In the decade since the genome was sequenced in 2003, scientists, engineers and doctors have struggled to answer an all-consuming question: Which DNA mutations cause disease?
A new computational technique developed at the University of Toronto may now be able to tell us.
Most existing methods examine mutations in segments of DNA that encode protein, what Frey refers to as low-hanging fruit. To find mutations outside of those segments, typical approaches such as genome wide association studies take disease data and compare the mutations of sick patients to those of healthy patients, seeking out patterns. Frey compares that approach to lining up all the books your child likes to read and looking for whether a particular letter occurs more frequently than in other books.
“It doesn’t work, because it doesn’t tell you why your kid likes the book,” he says. “Similarly, genome-wide association studies can’t tell you why a mutation is problematic.”
But looking at splicing can. Splicing is important for the vast majority of genes in the human body. When mutations alter splicing, genes may produce no protein, the wrong one or some other problem, which could lead to disease.
Frey’s team, which includes researchers from engineering, biology and medicine, developed a computer model that mimics how the cell directs splicing by detecting patterns within DNA sequences, called the ‘splicing code’. They then used their system to examine mutated DNA sequences and determine what effects the mutations would have, effectively scoring each mutation. Unlike existing methods, their technique provides an explanation for the effect of a mutation and it can be used to find mutations outside of segments that code for protein.
To develop the computer model, Frey’s team fed experimental data into machine learning algorithms, so as to teach the computer how to examine a DNA sequence and output the splicing pattern.

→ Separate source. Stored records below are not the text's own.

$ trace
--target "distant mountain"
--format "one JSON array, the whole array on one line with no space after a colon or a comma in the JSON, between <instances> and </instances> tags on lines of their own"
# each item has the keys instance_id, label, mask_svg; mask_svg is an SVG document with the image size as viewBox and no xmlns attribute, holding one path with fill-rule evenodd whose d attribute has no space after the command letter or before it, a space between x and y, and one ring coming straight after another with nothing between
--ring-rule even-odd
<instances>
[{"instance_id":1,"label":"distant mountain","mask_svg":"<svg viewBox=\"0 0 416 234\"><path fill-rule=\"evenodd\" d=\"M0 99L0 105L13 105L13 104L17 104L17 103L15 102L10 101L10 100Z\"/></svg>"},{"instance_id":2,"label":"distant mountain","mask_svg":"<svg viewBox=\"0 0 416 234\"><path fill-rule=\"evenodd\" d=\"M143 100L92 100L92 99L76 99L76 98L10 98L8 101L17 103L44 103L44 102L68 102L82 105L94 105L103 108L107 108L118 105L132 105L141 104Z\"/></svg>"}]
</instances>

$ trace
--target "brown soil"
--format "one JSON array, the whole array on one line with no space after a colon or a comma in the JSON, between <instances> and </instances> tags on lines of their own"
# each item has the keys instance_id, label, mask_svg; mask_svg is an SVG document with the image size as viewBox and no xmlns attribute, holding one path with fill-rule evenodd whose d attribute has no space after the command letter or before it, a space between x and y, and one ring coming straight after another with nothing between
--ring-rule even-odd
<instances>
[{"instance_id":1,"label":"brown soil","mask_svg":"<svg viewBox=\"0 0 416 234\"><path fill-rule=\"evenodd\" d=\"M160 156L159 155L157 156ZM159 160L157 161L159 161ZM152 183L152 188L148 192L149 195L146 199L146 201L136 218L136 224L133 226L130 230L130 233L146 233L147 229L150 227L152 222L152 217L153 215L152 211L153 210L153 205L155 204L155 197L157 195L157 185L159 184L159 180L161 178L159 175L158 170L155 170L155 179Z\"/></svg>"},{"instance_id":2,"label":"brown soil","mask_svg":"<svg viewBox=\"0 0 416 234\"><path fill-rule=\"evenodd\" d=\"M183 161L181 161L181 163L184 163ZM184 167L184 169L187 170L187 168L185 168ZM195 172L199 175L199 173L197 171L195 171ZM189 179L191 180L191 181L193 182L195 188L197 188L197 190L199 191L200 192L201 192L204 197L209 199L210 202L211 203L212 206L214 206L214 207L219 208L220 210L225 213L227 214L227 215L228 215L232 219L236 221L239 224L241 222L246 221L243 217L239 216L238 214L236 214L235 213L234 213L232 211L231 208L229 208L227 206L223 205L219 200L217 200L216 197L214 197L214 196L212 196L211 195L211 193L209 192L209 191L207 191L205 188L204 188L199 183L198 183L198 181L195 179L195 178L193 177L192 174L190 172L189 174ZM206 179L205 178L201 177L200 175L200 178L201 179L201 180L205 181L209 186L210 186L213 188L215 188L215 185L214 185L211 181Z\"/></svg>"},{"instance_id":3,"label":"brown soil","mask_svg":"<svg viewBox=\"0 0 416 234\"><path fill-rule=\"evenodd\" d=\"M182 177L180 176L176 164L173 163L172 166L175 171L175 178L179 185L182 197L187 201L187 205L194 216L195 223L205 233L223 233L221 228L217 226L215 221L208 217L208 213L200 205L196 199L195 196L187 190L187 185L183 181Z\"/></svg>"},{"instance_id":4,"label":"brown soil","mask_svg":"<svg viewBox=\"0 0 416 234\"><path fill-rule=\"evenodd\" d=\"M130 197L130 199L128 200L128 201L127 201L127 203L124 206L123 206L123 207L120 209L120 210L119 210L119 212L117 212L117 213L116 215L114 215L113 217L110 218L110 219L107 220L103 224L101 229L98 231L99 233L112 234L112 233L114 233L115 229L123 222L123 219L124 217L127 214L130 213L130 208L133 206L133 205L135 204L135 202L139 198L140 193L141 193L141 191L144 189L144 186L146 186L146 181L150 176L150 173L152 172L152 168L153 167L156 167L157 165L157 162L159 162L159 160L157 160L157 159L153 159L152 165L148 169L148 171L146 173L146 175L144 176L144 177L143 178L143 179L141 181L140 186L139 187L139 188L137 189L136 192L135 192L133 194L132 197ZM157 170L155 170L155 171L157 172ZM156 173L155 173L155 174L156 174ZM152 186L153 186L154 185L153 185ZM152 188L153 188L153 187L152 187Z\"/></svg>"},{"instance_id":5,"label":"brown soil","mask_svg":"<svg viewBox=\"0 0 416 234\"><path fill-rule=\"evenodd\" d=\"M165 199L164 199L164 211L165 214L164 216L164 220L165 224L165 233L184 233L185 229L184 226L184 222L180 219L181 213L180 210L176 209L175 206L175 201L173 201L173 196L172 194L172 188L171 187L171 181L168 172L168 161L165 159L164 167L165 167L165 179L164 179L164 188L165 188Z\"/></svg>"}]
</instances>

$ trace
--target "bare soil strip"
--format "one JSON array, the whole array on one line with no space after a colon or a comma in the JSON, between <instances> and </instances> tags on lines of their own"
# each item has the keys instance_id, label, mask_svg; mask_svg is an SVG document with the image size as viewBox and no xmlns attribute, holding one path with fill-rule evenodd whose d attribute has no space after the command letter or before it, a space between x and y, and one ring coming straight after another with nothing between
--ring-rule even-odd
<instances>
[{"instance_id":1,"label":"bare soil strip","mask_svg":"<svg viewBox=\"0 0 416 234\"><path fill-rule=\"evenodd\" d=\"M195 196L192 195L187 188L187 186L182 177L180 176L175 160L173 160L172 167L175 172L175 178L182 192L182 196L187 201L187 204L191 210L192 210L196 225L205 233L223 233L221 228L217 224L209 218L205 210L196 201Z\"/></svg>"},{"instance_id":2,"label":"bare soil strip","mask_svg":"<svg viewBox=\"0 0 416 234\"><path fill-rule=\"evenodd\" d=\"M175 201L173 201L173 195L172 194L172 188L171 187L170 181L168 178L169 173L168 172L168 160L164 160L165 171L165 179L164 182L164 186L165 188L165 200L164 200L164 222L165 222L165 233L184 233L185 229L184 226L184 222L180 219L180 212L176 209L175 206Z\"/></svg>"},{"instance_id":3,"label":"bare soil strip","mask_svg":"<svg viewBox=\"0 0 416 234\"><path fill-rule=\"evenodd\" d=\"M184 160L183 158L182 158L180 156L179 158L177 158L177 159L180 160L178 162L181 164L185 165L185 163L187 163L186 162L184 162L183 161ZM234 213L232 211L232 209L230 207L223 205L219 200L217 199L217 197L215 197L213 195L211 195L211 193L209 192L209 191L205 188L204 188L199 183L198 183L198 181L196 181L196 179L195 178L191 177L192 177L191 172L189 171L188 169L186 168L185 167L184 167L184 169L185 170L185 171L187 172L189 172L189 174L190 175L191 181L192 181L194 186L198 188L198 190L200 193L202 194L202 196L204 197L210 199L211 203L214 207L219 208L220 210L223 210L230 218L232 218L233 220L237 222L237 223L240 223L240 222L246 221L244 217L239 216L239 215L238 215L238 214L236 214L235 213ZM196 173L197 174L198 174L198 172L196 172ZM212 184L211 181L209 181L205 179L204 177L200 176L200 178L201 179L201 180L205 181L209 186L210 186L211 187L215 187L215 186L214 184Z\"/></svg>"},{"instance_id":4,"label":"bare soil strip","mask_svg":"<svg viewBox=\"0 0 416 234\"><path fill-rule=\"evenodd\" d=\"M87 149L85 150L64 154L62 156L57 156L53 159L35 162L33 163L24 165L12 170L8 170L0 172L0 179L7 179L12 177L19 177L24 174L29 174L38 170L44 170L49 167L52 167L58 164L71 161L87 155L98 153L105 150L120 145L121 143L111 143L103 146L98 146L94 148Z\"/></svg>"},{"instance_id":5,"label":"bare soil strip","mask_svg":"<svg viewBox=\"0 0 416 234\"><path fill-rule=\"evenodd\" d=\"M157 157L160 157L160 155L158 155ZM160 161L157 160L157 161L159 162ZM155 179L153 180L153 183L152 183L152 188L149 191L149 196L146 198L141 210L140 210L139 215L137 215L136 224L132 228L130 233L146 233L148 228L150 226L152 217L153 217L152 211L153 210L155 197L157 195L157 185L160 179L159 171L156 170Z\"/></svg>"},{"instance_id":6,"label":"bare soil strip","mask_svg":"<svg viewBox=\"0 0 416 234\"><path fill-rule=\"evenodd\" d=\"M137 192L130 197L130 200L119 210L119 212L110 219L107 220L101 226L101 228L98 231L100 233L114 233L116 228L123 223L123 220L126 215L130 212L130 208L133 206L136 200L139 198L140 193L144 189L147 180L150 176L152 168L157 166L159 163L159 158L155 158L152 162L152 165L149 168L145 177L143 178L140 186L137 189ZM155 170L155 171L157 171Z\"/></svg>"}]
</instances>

Their method works surprisingly well and has led to new discoveries. For example, using DNA sequences from five patients with autism provided by Scherer, the model was able to identify 39 new genes that could be implicated in autism spectrum disorder, a 40 per cent increase from about 100 previously known autism genes.
“Brendan’s work is groundbreaking because it represents a first serious attempt to decode the portions of that 98 per cent of the human genome outside the genes that are typically studied in genetic disease studies,” Scherer says. “This is particularly exciting since it is thought these segments of DNA may contain much of the missing information that we have been looking for in studies like autism.”
Scherer and Frey began collaborating at CIFAR meetings five years ago and they intend to use this model to analyze the genomes of 10,000 families with autism as part of the MSSNG study. The paper also sheds light on the genetic mechanisms that lead to spinal muscular atrophy, a leading cause of infant death, and nonpolyposis colorectal cancer.
Frey says his involvement in two CIFAR programs was crucial in making connections and in developing interdisciplinary expertise among his graduate students and postdoctoral fellows, including co-authors Hui Xiong, Babak Alipanahi, Leo Lee and Hannes Bretschneider. Also involved were Ben Blencowe of the University of Toronto and Nebojsa Jojic of Microsoft Research.
“My participation in the Neural Computation & Adaptive Perception program enabled my group to have access to the best techniques in deep learning,” Frey says. He adds that his interactions with members of the Genetic Networks program challenged him to take on some of the toughest questions in genetics.
CIFAR Senior Fellow Frederick Roth, co-director of the program in Genetic Networks, says Drs. Frey, Scherer and Hughes have been key members of the program and its efforts to interpret the genome. “Many of us will soon know our complete human genome sequence, which will be like having an encyclopedic guide to ourselves that is written in an alien language. This work promises to interpret the impact of mutations in a broader region of our genome than has been previously possible,” he says.